Эшби
Шрифт:
— Дональбайн, похоже, болен, нам нужно вернуться.
Они поднялись и вместе вошли в хижину. Я отдался ласкам волн. Мне было хорошо. Я представлял себе, как они стоят друг против друга в зыбком полумраке хижины — Друзилла, объятая потаенным пламенем, нетерпеливая и застенчивая, Дональбайн, напуганный и снедаемый любопытством, сознающий свою дерзость, смотрящий на нее во все глаза…
Я толкнул дверь и увидел их: они стояли лицом к лицу, взволнованные беспорядком мокрых купальников — не коснувшись друг друга, они так и не поняли, способны ли это сделать.
В последний год его пребывания в Эшби он целыми
Он теперь не пел — не осмеливался перед ней. Дважды я видел его полуодетым под окном нашей спальни. Он стоял, как лунатик. Потом, не сказав ни слова, повернулся и пошел; пряжка расстегнутого ремня блестела на его бедре; в руке он держал зубную щетку (с некоторых пор он приобрел привычку совершать свой туалет, прогуливаясь). Друзилла на расстоянии ощущала его присутствие; когда я вернулся в постель, она говорила: «Кто это был? Наверняка Дональбайн. Если бы ты знал, как мы с ним носились после завтрака!..», или: «Он был одет? Он может простудиться, прогуливаясь с голой грудью…» Она ни разу не захотела его увидеть. Потом она долго ворочалась без сна, и на ее открытые глаза ложились проблески зари.
День ото дня он понемногу расставался с угрюмым, натянутым видом. Он больше не анализировал свои ощущения, он жил.

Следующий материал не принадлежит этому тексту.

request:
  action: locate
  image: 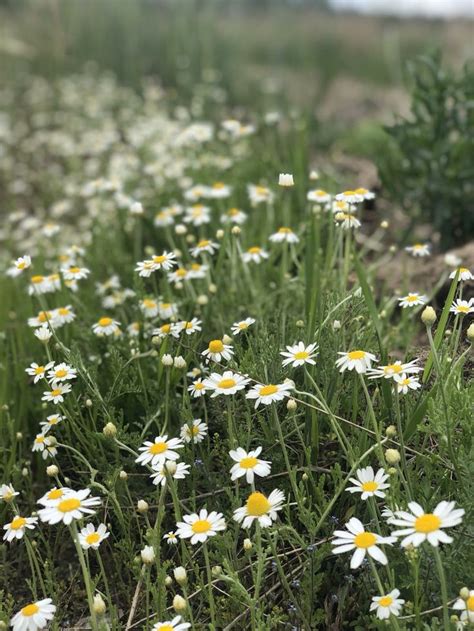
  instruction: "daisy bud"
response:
[93,594,106,616]
[102,422,117,438]
[385,449,400,464]
[173,565,188,585]
[278,173,295,186]
[173,594,187,613]
[421,306,436,328]
[137,500,148,513]
[140,546,155,565]
[161,353,173,366]
[46,464,59,478]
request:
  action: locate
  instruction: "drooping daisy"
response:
[38,489,100,526]
[245,382,294,409]
[332,517,396,570]
[336,350,377,374]
[394,373,421,394]
[180,420,207,443]
[370,589,405,620]
[388,501,464,548]
[229,447,271,484]
[280,342,318,368]
[234,489,285,528]
[79,523,110,550]
[203,370,250,398]
[398,292,428,309]
[230,318,255,335]
[176,508,226,545]
[3,515,38,541]
[201,340,234,362]
[10,598,56,631]
[135,434,184,468]
[346,467,390,500]
[92,316,120,337]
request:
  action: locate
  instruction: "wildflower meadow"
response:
[0,2,474,631]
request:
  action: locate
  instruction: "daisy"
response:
[203,370,250,398]
[92,316,120,337]
[269,227,299,243]
[152,616,191,631]
[201,340,234,362]
[230,318,255,335]
[10,598,56,631]
[280,342,318,368]
[245,382,294,409]
[38,489,100,526]
[79,523,110,550]
[25,362,54,383]
[229,447,271,484]
[176,508,226,545]
[394,373,421,394]
[180,418,207,443]
[234,489,285,528]
[398,292,428,309]
[150,462,190,486]
[336,350,377,374]
[405,243,431,257]
[388,501,464,548]
[242,246,269,263]
[346,467,390,500]
[135,434,184,468]
[41,382,71,405]
[370,589,405,620]
[3,515,38,541]
[450,298,474,316]
[332,517,396,570]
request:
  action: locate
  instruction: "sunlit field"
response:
[0,3,474,631]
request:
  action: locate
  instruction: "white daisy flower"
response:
[201,340,234,363]
[346,467,390,500]
[245,382,294,409]
[336,350,377,374]
[10,598,56,631]
[180,420,207,443]
[135,434,184,468]
[203,370,250,398]
[280,342,318,368]
[176,508,226,545]
[234,489,285,528]
[370,589,405,620]
[3,515,38,542]
[332,517,396,570]
[38,489,100,526]
[388,501,464,548]
[79,523,110,550]
[229,447,271,484]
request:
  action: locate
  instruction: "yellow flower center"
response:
[354,531,377,548]
[191,519,211,534]
[209,340,224,353]
[149,442,168,456]
[362,480,379,493]
[347,351,365,359]
[239,456,258,469]
[21,603,39,618]
[247,491,270,517]
[217,379,237,390]
[10,517,26,530]
[415,513,441,534]
[379,596,393,607]
[259,384,278,397]
[58,497,81,513]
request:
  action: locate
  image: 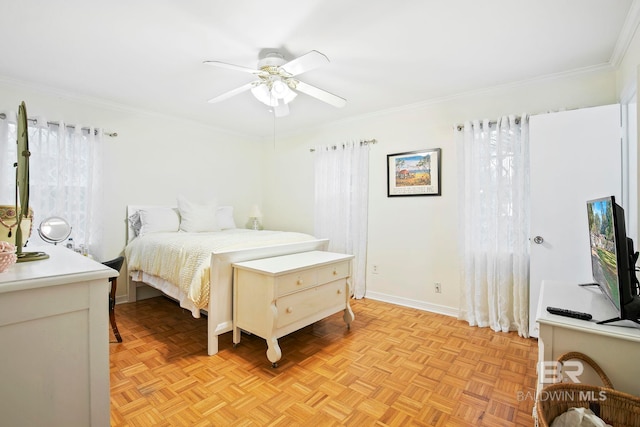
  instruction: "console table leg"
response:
[267,338,282,368]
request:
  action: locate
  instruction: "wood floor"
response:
[110,297,537,427]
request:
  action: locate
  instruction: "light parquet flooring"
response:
[110,297,537,427]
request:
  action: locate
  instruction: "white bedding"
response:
[125,229,315,317]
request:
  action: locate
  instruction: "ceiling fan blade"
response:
[280,50,329,76]
[207,80,255,104]
[203,61,260,74]
[273,102,289,117]
[295,81,347,108]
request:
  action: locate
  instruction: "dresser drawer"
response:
[276,280,347,328]
[318,261,351,283]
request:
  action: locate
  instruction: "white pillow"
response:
[139,207,180,236]
[216,206,236,230]
[129,211,142,237]
[178,196,220,232]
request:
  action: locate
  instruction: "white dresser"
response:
[0,246,118,427]
[536,281,640,396]
[233,251,354,367]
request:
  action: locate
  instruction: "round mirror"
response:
[38,216,71,244]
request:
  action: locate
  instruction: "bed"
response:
[125,205,329,355]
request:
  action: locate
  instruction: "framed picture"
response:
[387,148,441,197]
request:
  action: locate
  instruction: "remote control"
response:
[547,307,591,320]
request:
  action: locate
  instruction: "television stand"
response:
[578,283,600,287]
[596,317,640,325]
[536,280,640,396]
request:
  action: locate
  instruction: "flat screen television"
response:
[587,196,640,324]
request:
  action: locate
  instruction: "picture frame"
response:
[387,148,442,197]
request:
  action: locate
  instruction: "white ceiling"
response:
[0,0,640,136]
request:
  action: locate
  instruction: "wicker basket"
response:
[0,252,18,273]
[536,352,640,427]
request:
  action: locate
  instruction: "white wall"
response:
[0,81,264,295]
[264,70,617,314]
[0,49,632,314]
[616,13,640,247]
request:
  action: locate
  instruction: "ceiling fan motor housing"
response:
[258,52,287,71]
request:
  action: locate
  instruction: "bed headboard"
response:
[127,205,178,243]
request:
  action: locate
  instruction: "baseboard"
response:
[365,291,458,317]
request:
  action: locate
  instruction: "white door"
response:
[529,104,622,337]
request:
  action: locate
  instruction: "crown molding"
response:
[609,0,640,68]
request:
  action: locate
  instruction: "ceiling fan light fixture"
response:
[271,80,298,104]
[251,84,278,107]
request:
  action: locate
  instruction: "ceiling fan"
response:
[204,50,347,117]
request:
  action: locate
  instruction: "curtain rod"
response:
[455,116,520,131]
[0,113,118,138]
[309,138,378,153]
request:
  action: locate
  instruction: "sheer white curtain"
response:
[0,113,104,259]
[314,142,369,298]
[456,115,530,337]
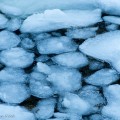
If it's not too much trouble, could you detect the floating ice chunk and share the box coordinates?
[0,2,22,16]
[85,68,120,86]
[35,98,56,120]
[37,36,77,54]
[0,14,8,29]
[0,47,34,68]
[21,38,35,49]
[102,84,120,120]
[62,93,90,115]
[0,30,20,50]
[89,114,112,120]
[66,27,98,39]
[0,67,28,83]
[106,24,119,31]
[37,62,51,74]
[0,104,35,120]
[0,83,30,104]
[30,71,47,81]
[97,0,120,15]
[89,60,104,70]
[79,30,120,72]
[47,66,81,94]
[52,52,88,68]
[78,85,105,114]
[6,18,21,31]
[103,16,120,25]
[30,79,54,98]
[21,9,101,33]
[54,112,82,120]
[36,55,50,62]
[0,0,97,15]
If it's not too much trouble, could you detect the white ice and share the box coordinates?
[0,104,35,120]
[0,0,97,15]
[0,83,30,104]
[79,30,120,72]
[0,67,28,83]
[0,30,20,50]
[47,66,81,94]
[6,18,22,31]
[37,36,78,54]
[21,9,102,33]
[66,27,98,39]
[0,14,8,29]
[102,84,120,120]
[35,98,56,120]
[0,47,34,68]
[85,68,120,86]
[52,52,88,68]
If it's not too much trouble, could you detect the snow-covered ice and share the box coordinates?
[85,68,120,86]
[21,9,102,33]
[21,38,35,49]
[0,104,35,120]
[52,52,88,68]
[102,84,120,120]
[34,98,56,120]
[0,14,8,29]
[0,67,28,83]
[37,62,51,74]
[103,16,120,25]
[78,85,105,115]
[30,79,54,98]
[61,93,90,115]
[0,83,30,104]
[66,27,98,39]
[37,36,78,54]
[0,47,34,68]
[106,24,119,31]
[0,30,20,50]
[0,0,97,15]
[79,30,120,72]
[47,66,82,94]
[6,18,21,31]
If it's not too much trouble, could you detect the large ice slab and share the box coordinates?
[0,0,97,15]
[37,36,78,54]
[47,66,81,94]
[52,52,88,68]
[0,47,34,68]
[79,30,120,72]
[0,83,30,104]
[85,68,119,86]
[97,0,120,15]
[0,30,20,50]
[103,16,120,25]
[0,104,35,120]
[102,84,120,120]
[21,9,101,33]
[35,98,56,120]
[0,67,28,83]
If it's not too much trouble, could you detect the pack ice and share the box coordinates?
[21,9,102,33]
[79,30,120,72]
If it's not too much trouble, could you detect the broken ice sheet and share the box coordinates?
[21,9,102,33]
[85,68,120,87]
[79,30,120,72]
[0,83,30,104]
[0,104,35,120]
[37,36,78,54]
[52,52,88,68]
[0,47,34,68]
[0,30,20,50]
[66,27,98,39]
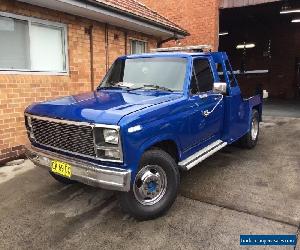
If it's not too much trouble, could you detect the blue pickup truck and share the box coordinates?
[25,47,262,220]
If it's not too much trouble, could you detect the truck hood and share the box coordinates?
[25,90,182,125]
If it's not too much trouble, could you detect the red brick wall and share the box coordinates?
[0,0,157,164]
[140,0,219,50]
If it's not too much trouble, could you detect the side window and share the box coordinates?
[191,59,214,94]
[217,60,236,87]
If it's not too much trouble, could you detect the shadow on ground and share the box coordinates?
[181,117,300,226]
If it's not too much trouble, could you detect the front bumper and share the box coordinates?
[25,145,131,192]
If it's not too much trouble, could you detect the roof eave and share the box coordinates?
[18,0,189,40]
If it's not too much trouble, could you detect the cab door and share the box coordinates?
[185,57,224,148]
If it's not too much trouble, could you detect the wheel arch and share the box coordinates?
[142,137,181,163]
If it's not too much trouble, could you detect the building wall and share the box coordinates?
[0,0,157,164]
[140,0,220,50]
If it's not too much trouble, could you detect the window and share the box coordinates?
[217,60,236,87]
[0,12,67,73]
[130,40,147,54]
[191,59,214,94]
[101,57,187,91]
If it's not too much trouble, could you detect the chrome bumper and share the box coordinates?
[25,145,131,192]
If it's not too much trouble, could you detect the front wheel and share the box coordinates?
[240,109,259,149]
[120,149,180,220]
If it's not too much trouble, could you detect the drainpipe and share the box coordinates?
[85,25,95,91]
[105,23,109,72]
[125,31,128,55]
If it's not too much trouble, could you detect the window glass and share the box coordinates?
[0,16,30,70]
[216,63,226,82]
[191,59,214,94]
[101,57,187,91]
[0,16,67,72]
[30,24,66,72]
[131,40,146,54]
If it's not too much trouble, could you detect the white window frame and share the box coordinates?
[0,11,69,75]
[129,37,148,54]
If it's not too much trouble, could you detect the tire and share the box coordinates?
[240,109,259,149]
[119,149,180,220]
[49,172,76,185]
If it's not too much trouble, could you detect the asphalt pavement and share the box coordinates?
[0,117,300,250]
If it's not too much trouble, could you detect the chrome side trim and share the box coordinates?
[178,140,227,170]
[25,145,131,192]
[24,113,124,163]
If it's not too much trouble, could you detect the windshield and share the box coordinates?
[100,57,187,91]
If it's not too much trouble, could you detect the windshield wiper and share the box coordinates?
[141,84,173,92]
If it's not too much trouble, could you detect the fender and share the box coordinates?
[131,134,181,180]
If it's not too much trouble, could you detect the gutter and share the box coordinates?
[77,0,190,37]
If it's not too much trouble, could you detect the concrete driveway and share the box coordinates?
[0,117,300,250]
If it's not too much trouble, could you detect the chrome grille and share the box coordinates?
[31,118,96,157]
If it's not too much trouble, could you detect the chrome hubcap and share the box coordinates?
[251,118,258,141]
[133,165,167,206]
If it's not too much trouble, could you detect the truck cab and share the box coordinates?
[25,47,262,219]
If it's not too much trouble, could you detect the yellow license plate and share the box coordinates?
[51,160,72,178]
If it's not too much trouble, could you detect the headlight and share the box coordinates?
[103,129,119,145]
[93,126,123,162]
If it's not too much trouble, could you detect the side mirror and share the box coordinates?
[213,82,227,94]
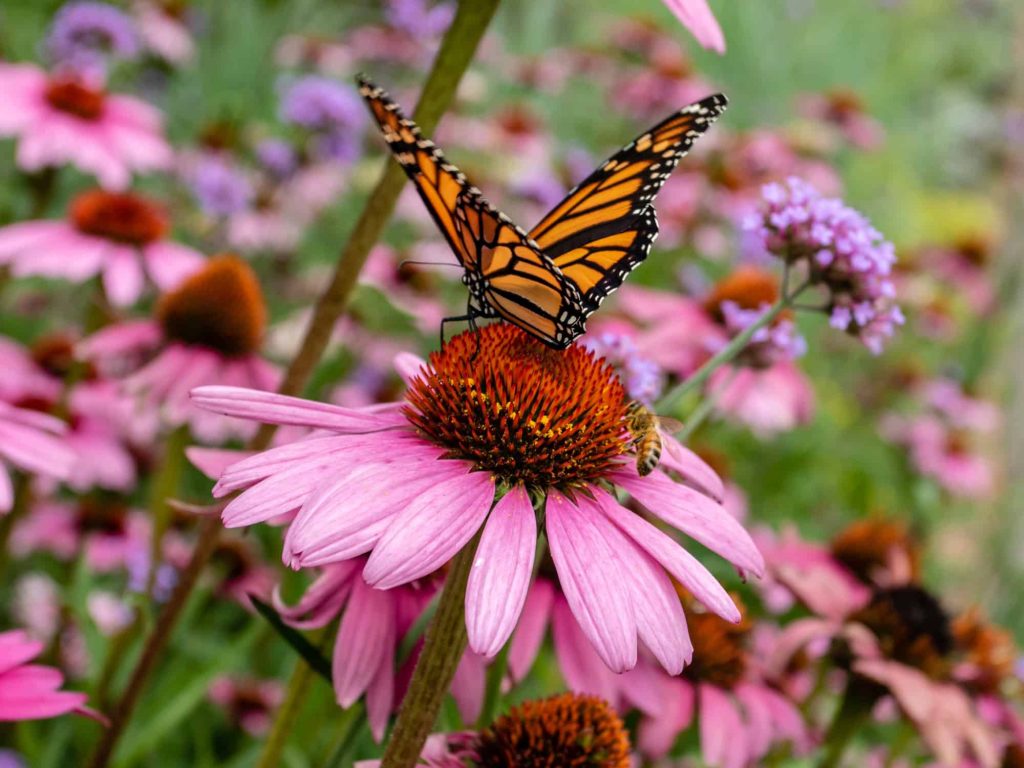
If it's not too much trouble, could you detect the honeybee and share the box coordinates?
[626,400,682,477]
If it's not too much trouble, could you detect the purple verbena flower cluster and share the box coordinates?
[190,156,254,216]
[721,301,807,368]
[748,177,904,354]
[46,0,140,77]
[583,332,665,406]
[281,75,366,162]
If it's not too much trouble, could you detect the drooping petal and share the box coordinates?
[191,386,409,434]
[466,485,540,657]
[284,453,469,567]
[509,579,555,681]
[332,578,396,707]
[546,492,637,672]
[577,488,693,675]
[611,466,765,577]
[601,487,739,622]
[362,472,495,589]
[698,683,748,768]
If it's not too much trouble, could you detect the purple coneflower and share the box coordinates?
[0,189,203,306]
[0,63,173,189]
[193,324,763,674]
[78,255,280,442]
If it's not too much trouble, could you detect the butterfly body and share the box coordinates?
[358,77,726,349]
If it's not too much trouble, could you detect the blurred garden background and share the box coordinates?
[0,0,1024,768]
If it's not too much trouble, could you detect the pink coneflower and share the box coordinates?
[193,324,763,674]
[768,578,997,768]
[273,557,483,741]
[638,598,810,768]
[10,498,152,573]
[0,401,75,514]
[0,630,92,722]
[0,189,203,306]
[79,255,279,442]
[210,675,285,736]
[355,693,634,768]
[0,63,173,189]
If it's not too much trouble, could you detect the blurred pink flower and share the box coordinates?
[880,379,1000,499]
[78,256,280,443]
[210,675,285,737]
[0,62,173,189]
[665,0,725,53]
[0,630,93,722]
[0,189,203,306]
[0,401,75,515]
[193,324,763,673]
[708,362,814,437]
[638,613,811,768]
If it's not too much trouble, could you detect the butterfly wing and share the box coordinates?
[358,77,581,348]
[529,94,727,318]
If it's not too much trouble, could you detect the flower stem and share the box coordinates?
[817,676,882,768]
[381,531,480,768]
[88,515,221,768]
[145,424,188,595]
[655,283,807,414]
[256,630,328,768]
[251,0,499,450]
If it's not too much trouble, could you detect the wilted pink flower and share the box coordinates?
[638,602,811,768]
[0,189,203,306]
[0,401,75,514]
[193,324,763,673]
[79,255,280,442]
[0,63,172,189]
[0,630,92,722]
[210,675,285,736]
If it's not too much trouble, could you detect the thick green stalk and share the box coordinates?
[256,629,328,768]
[381,532,480,768]
[89,0,498,768]
[251,0,498,448]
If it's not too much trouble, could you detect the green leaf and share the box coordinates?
[249,595,332,683]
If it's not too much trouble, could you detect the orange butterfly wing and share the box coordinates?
[358,78,582,348]
[529,94,727,318]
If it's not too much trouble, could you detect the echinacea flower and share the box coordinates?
[0,189,203,306]
[0,630,86,722]
[768,571,997,768]
[638,598,810,768]
[0,401,75,515]
[79,255,280,442]
[193,324,763,674]
[355,693,632,768]
[0,63,172,189]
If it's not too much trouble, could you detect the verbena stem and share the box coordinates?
[381,531,480,768]
[655,281,807,421]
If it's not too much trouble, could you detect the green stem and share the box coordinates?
[145,424,188,595]
[817,676,882,768]
[381,532,480,768]
[676,368,739,442]
[251,0,498,448]
[655,284,807,414]
[256,629,328,768]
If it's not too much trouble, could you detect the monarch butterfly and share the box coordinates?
[356,76,727,349]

И все же он не сдавался. Сколько ласк, сколько беглых поцелуев было расточено в закутках изгороди и в прохладе коридоров!.. Я представлял себе завершение гонки: он садится рядом с ней, их одежда отяжелела от пота, ее рука лежит на плече юноши, они тайком посматривают друг на друга, он склоняется к ее мягкой ладони, проводя по ней волосами. Шум, шорох, порыв ветра останавливает их, освежая потные тела. Он, порываясь уйти, осмеливается взглянуть на подъем ее груди; она: «Дональбайн, я так несчастна… если бы…» — и быстро накрывает его колени своими ладонями: «Как горячи твои колени…» Он, прямо стоя под красным вечерним ветром: «Мы слишком быстро бежали. Вернемся. Ну же. Отчего ты несчастна? Что ты подумала, когда увидела меня впервые? Заставь себя быть счастливой. Не надо меня любить, это приносит тебе столько страданий… Будем любить издалека. Не трогай меня… Это грех». Она отдаляется от него и улыбается, невзирая на боль. Они идут к замку, собирая на ходу ягоды: «Мы играли в догонялки потому, что ты меня любишь? Мне казалось, что за мной гонится преступник — ты хотела меня убить. Это грех. Это грех».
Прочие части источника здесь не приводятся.